Periodic Reporting for period 1 - CyclOps (Automated end-to-end data life cycle management for FAIR data integration, processing and re-use)
Período documentado: 2024-01-01 hasta 2025-06-30
CyclOps aims to facilitate the adoption and production of data, models, and services from and for data spaces. By combining semantic technologies, knowledge graphs and human-in-the-loop approaches, CyclOps provides an end-to-end platform that covers all stages of the data lifecycle: discovery, ingestion, processing, governance, interoperability, and sharing with data spaces.
The specific objectives are: 1) To design and develop a trustworthy automated platform for heterogeneous data management and analytics; 2) to adopt federated and privacy-preserving AI techniques, enabling reuse and transfer of models; 3) to provide protocols and semantic governance mechanisms to enforce data rights, FAIR principles and GDPR; 4) to validate the solution in four real-world use cases (Tourism, Green Deal/Climate, Public Procurement, Manufacturing), ensuring relevance and scalability and 5) to engage with European data spaces and contribute to standards, dissemination, training, and exploitation pathways.
CyclOps will enable organisations to seamlessly provide, cross and analyze machine- and human-generated data from and for data spaces, facilitating the creation of new AI-based applications, value-added services, and scientific knowledge.
Setting the landscape (WP2): The foundational cornerstones for the CyclOps platform were established by analysing the baseline technologies, defining use cases and collecting an initial set of requirements for the platform. With that, the first iteration of the functional architecture was designed, featuring a modular, four-layer structure (User Intent, Runtime, Knowledge, and Interoperability).
User Intent Layer (WP4): It was designed a user-assisted intent interface, aiding the development of data processing pipelines through intuitive human-machine interaction, and a first version implemented. This includes the Natural language intent interface (allowing users to express intents in plain language), the User-assisted intent interface (visual interface to define analytical intentions), the Exploratory Analysis (enables interactive data exploration), and the Pipeline Orchestrator (translates structured user intents into execution pipelines).
Knowledge Layer (WP4): This layer operationalises and automates data management throughout the lifecycle, relying on an ontology-based approach and semantic technologies to provide an Integrated Knowledge Base (IKB). The first version was developed including IKB Design tools for the semi-automatic generation of mappings and ontologies, a User Interface tool for further editing and testing mappings and ontologies, IKB Querying components, IKB Exploitation services (Concept Extraction and Categorisation Engine, NLU module for entity recognition/classification, and a Multimodal Explainability module for AI), a Metadata Manager service and a GDPR-compliant framework, defining annotation of processes and data handling steps within the IKB.

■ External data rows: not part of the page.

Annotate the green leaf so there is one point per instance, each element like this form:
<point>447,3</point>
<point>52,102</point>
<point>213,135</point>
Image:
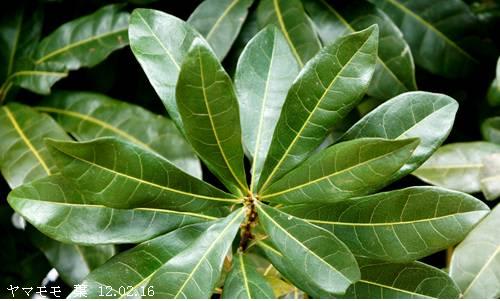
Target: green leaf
<point>397,226</point>
<point>244,282</point>
<point>73,262</point>
<point>220,22</point>
<point>433,29</point>
<point>86,41</point>
<point>425,115</point>
<point>457,166</point>
<point>160,42</point>
<point>133,268</point>
<point>315,252</point>
<point>59,210</point>
<point>90,115</point>
<point>209,111</point>
<point>265,71</point>
<point>290,17</point>
<point>490,129</point>
<point>395,70</point>
<point>342,171</point>
<point>383,280</point>
<point>194,272</point>
<point>23,155</point>
<point>475,263</point>
<point>324,92</point>
<point>146,180</point>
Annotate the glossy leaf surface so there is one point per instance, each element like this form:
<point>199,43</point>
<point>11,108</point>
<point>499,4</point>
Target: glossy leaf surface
<point>342,171</point>
<point>425,115</point>
<point>398,226</point>
<point>289,16</point>
<point>209,110</point>
<point>220,22</point>
<point>193,273</point>
<point>90,115</point>
<point>457,165</point>
<point>318,254</point>
<point>324,92</point>
<point>265,72</point>
<point>475,264</point>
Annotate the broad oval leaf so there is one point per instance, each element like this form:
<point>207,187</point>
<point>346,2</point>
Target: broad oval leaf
<point>317,253</point>
<point>324,92</point>
<point>475,264</point>
<point>133,268</point>
<point>457,165</point>
<point>220,21</point>
<point>23,155</point>
<point>244,282</point>
<point>342,171</point>
<point>160,42</point>
<point>433,29</point>
<point>397,226</point>
<point>90,115</point>
<point>395,70</point>
<point>194,272</point>
<point>265,72</point>
<point>383,280</point>
<point>86,41</point>
<point>209,110</point>
<point>428,116</point>
<point>59,210</point>
<point>290,17</point>
<point>146,180</point>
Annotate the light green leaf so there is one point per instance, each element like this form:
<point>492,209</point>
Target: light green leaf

Runtime Layer (WP3): This layer is the execution core of CyclOps, The first implementations of its three main components were delivered. In DataOps, progress included data ingestion functions, preprocessing and cleaning and discovery tools, Long-Term Storage and a Data Augmentation tool. In AIOps, repositories and services were developed to operationalise AI workflows: the CyclOps Lab (decentralised algorithm repository), the AI Models Repository and the Optimization Functions Repository. Additional services such as Feature Engineering and an AI Marketplace were also developed. In DEA, integration of dataClay for distributed data management and PyCOMPSs/dislib for large-scale execution enables transparent pipeline execution across heterogeneous infrastructures.

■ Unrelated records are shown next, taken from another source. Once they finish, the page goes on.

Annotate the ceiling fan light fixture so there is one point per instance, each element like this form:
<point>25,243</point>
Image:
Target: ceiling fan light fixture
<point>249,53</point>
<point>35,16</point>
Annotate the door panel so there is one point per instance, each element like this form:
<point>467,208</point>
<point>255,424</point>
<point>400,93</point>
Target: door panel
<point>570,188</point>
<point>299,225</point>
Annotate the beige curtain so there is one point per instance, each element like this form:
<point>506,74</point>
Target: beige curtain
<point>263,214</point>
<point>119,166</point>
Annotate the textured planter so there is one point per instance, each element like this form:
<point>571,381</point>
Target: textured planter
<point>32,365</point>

Interoperability Layer (WP5): This layer enables CyclOps to connect, exchange, and publish data, models, and services with external data spaces. The first integrated release focused on semantic interoperability, secure data exchange, and decentralised identity. A semantic interoperability service was deployed to validate datasets against NGSI-LD and Smart Data Models. For data exchange, a Context Broker was integrated, supported by agents that transform diverse formats into NGSI-LD entities. Trust and access control were reinforced with decentralised identity mechanisms using Verifiable Credentials and DIDs, supporting both person-to-machine and machine-to-machine authentication.

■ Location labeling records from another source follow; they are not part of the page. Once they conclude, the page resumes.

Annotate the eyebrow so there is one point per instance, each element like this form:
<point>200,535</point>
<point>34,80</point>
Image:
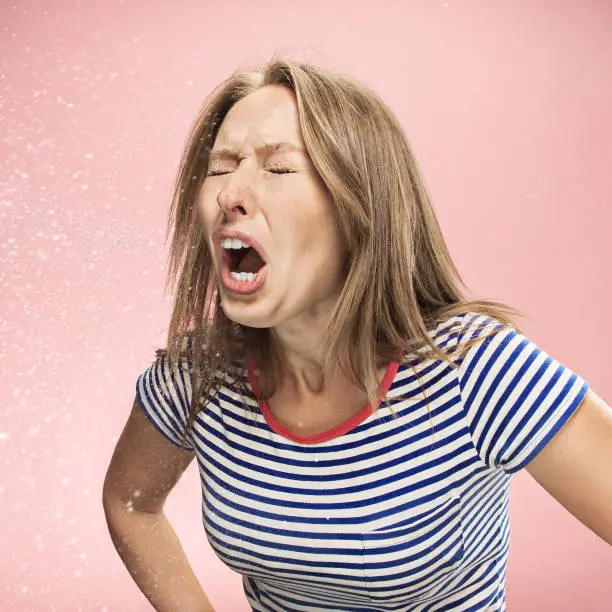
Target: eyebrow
<point>224,153</point>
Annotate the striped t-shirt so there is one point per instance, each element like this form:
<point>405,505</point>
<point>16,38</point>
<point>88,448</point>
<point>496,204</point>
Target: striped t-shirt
<point>380,513</point>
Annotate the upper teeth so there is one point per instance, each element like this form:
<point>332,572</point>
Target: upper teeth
<point>234,243</point>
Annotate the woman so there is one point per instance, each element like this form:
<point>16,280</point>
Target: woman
<point>356,420</point>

Lab testing and Platform integration (WP5): CyclOps carried out lab testing activities (combining unit tests, integration tests, and performance benchmarking). Effort was also done in the integration of the platform. A Continuous Integration/Continuous Deployment pipeline was set up, enabling automated builds, version tagging, and deployment of components in isolated containers. Integration workflows were also defined, leading to the first CyclOps Platform Release 1.
Use cases (WP6)
The advances concentrated on the design and preparation of the four use cases for their implementation in the next project phase. The work involved refining user requirements, mapping data sources, identifying stakeholders, and aligning the use case objectives with the CyclOps components. Work also was advanced in implementing specific use case developments and setting up the infrastructure.